This project focuses on analyzing the Single-Cell RNA sequencing data of liver metastases of colorectal cancer (CRC) with the dataset from GSE178318. The primary goal of this analysis is to explore the tumor microenvironment (TME) and check the expression of lymphotoxins in metastasized liver cancer cells.
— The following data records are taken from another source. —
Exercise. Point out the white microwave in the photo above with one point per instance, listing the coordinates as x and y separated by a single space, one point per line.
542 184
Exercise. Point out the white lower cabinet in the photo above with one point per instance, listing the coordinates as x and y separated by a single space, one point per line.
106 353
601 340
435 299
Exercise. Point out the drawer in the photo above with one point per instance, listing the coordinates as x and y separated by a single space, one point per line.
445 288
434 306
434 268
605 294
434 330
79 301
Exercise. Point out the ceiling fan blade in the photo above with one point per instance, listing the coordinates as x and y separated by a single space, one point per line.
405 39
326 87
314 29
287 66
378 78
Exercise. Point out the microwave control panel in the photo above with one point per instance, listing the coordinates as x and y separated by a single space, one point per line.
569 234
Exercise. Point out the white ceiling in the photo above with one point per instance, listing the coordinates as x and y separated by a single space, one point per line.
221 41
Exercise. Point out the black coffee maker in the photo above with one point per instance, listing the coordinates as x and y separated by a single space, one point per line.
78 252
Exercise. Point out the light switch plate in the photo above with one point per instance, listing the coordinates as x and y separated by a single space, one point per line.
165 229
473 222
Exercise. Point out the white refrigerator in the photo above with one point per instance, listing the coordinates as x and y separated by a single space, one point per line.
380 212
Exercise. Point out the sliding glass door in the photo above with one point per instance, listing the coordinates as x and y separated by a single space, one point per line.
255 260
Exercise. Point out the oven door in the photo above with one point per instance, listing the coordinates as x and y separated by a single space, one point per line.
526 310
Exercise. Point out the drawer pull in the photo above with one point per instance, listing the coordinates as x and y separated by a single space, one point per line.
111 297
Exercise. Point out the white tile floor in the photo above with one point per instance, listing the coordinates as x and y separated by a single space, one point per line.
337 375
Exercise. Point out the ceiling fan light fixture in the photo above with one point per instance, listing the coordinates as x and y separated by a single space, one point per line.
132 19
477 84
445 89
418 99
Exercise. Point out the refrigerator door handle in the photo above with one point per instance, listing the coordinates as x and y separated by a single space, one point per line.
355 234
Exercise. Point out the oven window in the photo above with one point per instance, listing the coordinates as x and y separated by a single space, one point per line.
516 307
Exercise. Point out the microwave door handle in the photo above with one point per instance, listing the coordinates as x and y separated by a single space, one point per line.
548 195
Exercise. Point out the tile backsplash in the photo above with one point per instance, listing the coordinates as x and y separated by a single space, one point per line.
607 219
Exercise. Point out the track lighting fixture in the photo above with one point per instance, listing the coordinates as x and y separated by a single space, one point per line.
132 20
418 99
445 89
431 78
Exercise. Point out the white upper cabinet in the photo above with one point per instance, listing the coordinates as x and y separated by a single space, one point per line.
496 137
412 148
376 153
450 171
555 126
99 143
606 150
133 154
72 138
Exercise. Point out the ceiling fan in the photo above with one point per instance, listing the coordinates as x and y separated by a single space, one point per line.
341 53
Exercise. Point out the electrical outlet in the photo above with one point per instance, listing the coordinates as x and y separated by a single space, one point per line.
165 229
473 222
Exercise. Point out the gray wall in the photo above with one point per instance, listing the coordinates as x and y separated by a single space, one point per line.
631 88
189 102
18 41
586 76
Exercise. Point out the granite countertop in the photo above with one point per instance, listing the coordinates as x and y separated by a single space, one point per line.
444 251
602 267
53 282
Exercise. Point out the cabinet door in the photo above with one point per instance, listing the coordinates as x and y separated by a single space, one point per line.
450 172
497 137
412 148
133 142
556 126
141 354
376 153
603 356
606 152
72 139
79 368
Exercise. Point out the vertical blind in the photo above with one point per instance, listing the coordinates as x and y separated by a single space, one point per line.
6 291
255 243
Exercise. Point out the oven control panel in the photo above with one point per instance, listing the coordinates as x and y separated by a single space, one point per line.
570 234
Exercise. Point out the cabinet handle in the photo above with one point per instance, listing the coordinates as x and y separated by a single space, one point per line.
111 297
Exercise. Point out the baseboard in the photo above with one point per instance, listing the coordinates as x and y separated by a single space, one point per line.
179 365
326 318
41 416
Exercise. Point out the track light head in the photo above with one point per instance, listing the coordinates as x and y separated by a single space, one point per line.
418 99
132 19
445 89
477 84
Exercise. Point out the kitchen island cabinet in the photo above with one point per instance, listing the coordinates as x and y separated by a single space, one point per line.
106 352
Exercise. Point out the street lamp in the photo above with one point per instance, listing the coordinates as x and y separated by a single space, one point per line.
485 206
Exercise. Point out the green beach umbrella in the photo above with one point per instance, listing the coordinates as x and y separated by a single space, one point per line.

Key steps include quality control (QC), clustering, normalization, and differential expression analysis (DEA).
-
Data Preparation:
- Load the raw count matrix, barcodes, and gene names.
- Create the Seurat object for downstream analysis and add metadata about tissue origin (CRC, LM, PBMC).
-
Quality Control (QC):
- Calculate percentages of mitochondrial and ribosomal gene expressions.
- Assess the number of UMI counts and genes per cell using histograms and boxplots.
- Filter low-quality cells based on predefined thresholds (UMI counts, gene counts, mitochondrial content).
- Filter non-protein coding genes, keeping only protein-coding ones for analysis.
-
Normalization and Cell Cycle Analysis:
- Normalize data and score cells based on cell cycle phases (S, G2M).
- Perform PCA to examine variability and conduct clustering.
-
Data Integration:
- Integrate data across tissue groups (CRC, LM, PBMC) to reduce batch effects and ensure comparable cell types are identified.
-
Clustering:
- Perform dimensionality reduction (PCA, UMAP) and identify clusters based on tissue origin.
- Clustering without integration revealed batch effects, motivating the integration approach.
-
Differential Expression Analysis (DEA):
- Perform DEA between liver metastasis (LM), PBMC, and colorectal carcinoma (CRC) tissues.
- Identify significant tissue-specific markers and visualize results with heatmaps.
-
Functional Enrichment Analysis:
- Use enrichR to identify enriched biological processes, molecular functions, and cellular components from the identified markers.
- R Packages: Seurat, ggplot2, dplyr, openxlsx, SeuratDisk, enrichR, etc.
- Data: GSE178318, a single-cell RNA-seq dataset.
- UMI counts per cell (Histogram & Boxplots)
- Mitochondrial counts ratio per cell (Density plot)
- Complexity of gene expression
- Heatmaps for tissue-specific markers
- Enriched functions per tissue group
Detailed session info can be found in the corresponding section of the report.